釈迦の生誕の地(ルンビニ)は、この石柱が発掘
されたことから特定されました。
石柱には、ここがブッダの誕生された地であることと、租税を免除することが書かれていました。
これによって、釈迦が伝説上の存在ではなく、歴史上実在したことが認められたのです。
また石柱にはさまざまな文章が書かれていますが、現存する仏典と一致しないものも多く、
仏教思想の変遷の跡が認められます。
また、漢訳の仏典で菩薩に相当する部分が、石柱ではブッダとなっており、
大乗の菩薩思想が登場する以前の資料としても注目されています。
アショーカ王の時代は仏教の歴史でいう「根本分裂」の時代に相当し、
石柱にも分裂を諌めるアショーカ王の文章が掲載されています。
内容からみてアショーカ王は上座部を支持していたようです。
●○アショカ・ピラー○●
アショーカ王の柱のことです。
インドのデリー郊外にある錆びない鉄柱で、紀元415年に建造されました。
古代に建造された鉄の柱が、1500年以上の間、まったく錆びないため、オーパーツとして注目を浴びた事もありました。

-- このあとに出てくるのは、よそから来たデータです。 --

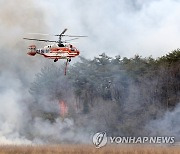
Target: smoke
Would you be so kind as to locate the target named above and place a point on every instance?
(166, 125)
(131, 26)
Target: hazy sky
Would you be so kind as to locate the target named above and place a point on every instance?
(125, 27)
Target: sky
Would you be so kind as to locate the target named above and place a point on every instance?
(118, 27)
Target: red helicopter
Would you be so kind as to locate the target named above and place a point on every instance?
(59, 50)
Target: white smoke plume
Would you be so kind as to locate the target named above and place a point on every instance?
(142, 27)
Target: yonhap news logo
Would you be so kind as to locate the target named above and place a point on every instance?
(100, 139)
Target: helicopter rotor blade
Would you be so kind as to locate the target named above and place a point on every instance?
(41, 34)
(32, 39)
(71, 39)
(75, 35)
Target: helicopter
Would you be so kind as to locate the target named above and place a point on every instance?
(59, 50)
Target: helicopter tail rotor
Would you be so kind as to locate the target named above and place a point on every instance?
(32, 50)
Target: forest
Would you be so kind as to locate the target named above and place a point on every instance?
(119, 95)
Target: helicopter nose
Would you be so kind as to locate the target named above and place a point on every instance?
(78, 52)
(31, 53)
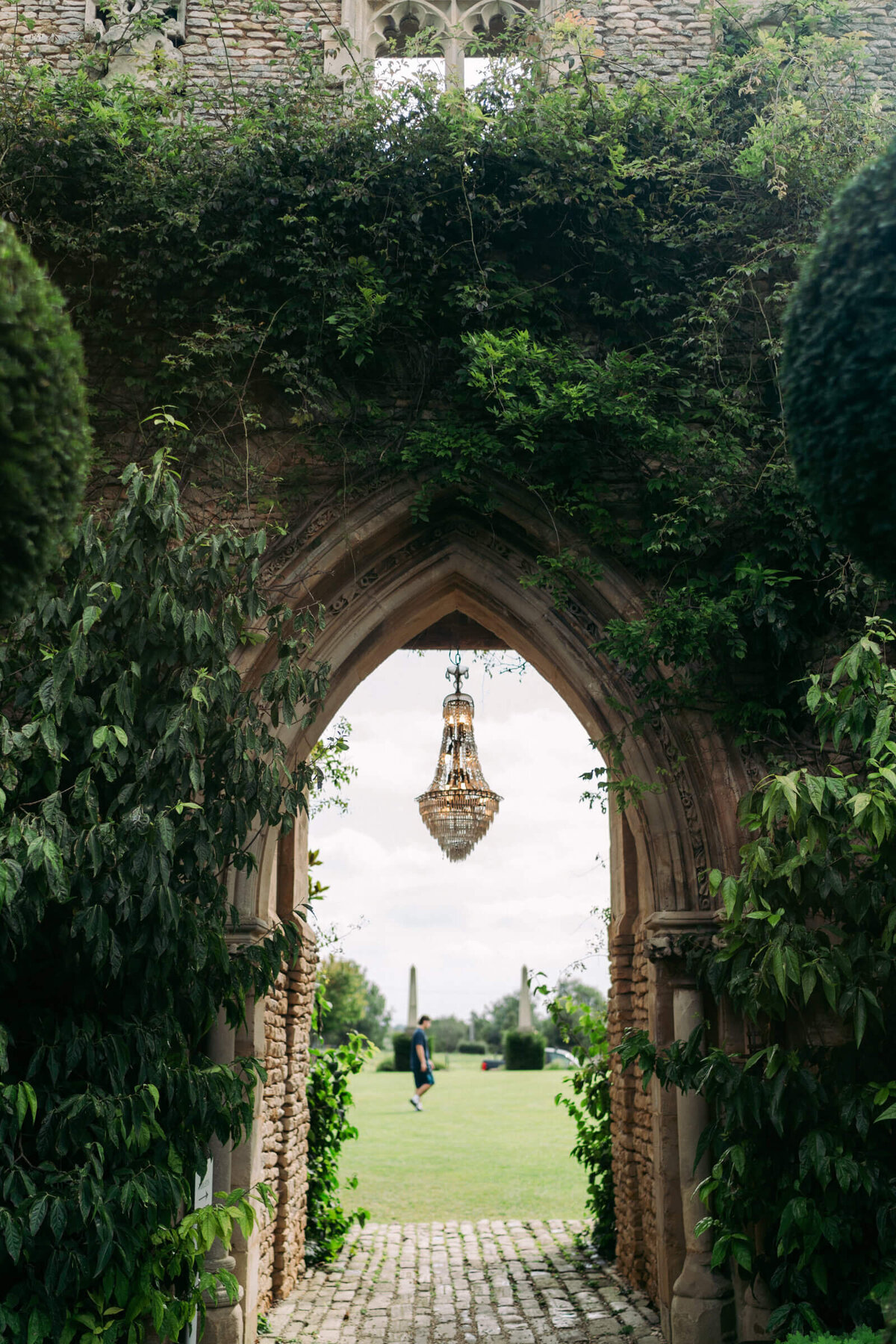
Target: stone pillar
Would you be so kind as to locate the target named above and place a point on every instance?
(702, 1297)
(223, 1319)
(524, 1015)
(411, 1001)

時代的に見て、アショーカ王が建造したものではありませんが、一般にアショーカ・ピラーと呼ばれています。
●○国旗への用いられ方○●
インドの国旗の中央の紋章はアショカ王の記念塔
に由来する仏教のシンボル、チャクラ(法論)です。
3世紀頃のインドの神殿の柱に飾られたもので、24の車軸は1日の時間を表しています。
初代首相のネールが、全世界の平和と自由を目指して働き続ける新生インドのシンボルとして、この図柄を採用しました。